Al llegar cada día de la escuela, en esos primeros años de mi vida, regresaba a un hogar en donde la lectura continuaba el mundo mágico de conocimiento que Rhina Espaillat Brache, prima de mi padre, construía en su escuela. Ella, Miss Rhina, tenía, hace mucho más de 50 años atrás, la visión abierta de un mundo global, sin fronteras, unido por las artes, por la cultura y por la vocación ejercida de una humanidad cada vez más consciente de sus rol, como parte de un sistema universal de vida.

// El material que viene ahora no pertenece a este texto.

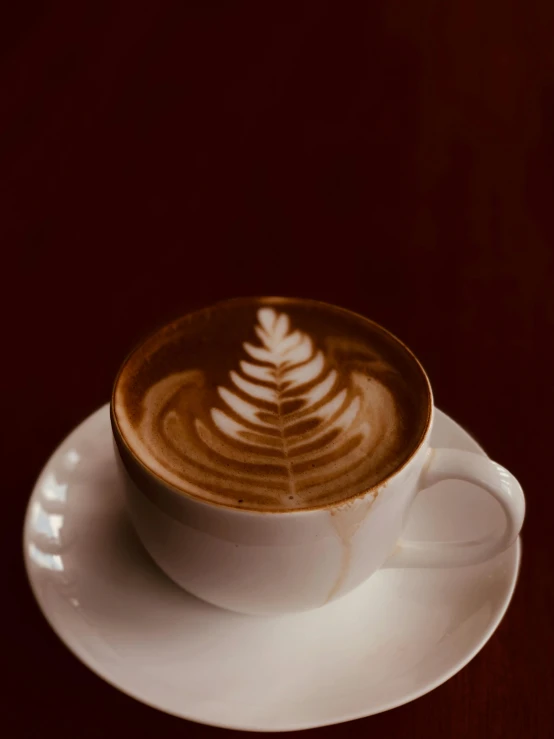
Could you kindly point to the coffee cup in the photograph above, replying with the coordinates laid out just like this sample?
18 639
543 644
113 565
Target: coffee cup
272 447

En aquella escuela, la primera María Montessori del país, el ambiente tenía siglos de distancia de lo que en ese presente acontecía, porque Miss Rhina era una iluminada que ejercía de forma consciente su plena humanidad generadora de cambios transformadores, marcándonos a todos los que traspasamos las puertas del saber que ella construía día a día y protegía como templo sagrado de la libertad que solo el conocimiento concede.

Por las noches en las que no iba a danzar las palabras de un mundo adulto en las retretas semanales, paseaba con mis padres, visitábamos a sus amigos hermanados de toda una vida o los recibíamos en casa. Junto a mis padres y familiares, siempre tuve el pleno derecho a estar en esos paseos, visitas y conversaciones de adultos, nunca me fueron vedadas, ni recibí ninguna mirada indicando que mi presencia no era deseada, como en el caso de otras existencias que me son contemporáneas. Bien al contrario era bienvenida como parte de un núcleo familiar al que pertenecía por derecho de nacimiento y por práctica de conocimiento.

De esta forma mis ancestros inmediatos crearon un moisés de orígenes, análisis, cotidianidades, historia política y universal, literatura, de laboriosidad social, de acción y toma de consciencia de la realidad, en la que me formaron, arrullaron en sus brazos y con sus manos, me protegieron, me expusieron, y por sobre todo me amaron, me descorrieron las cortinas de un escenario, diverso, variado, en donde ellos y yo somos constructores día a día de una nación. Sus enseñanzas fueron únicas y sus voces intangibles al unísono decían: ve al mundo construye y haz lo que haya que hacer para con tu quehacer ser un ente transformador de la morfología de una nación que ya es parte de un concierto unificado de la humanidad universal, en donde siempre seremos uno en el mosaico de la diversidad.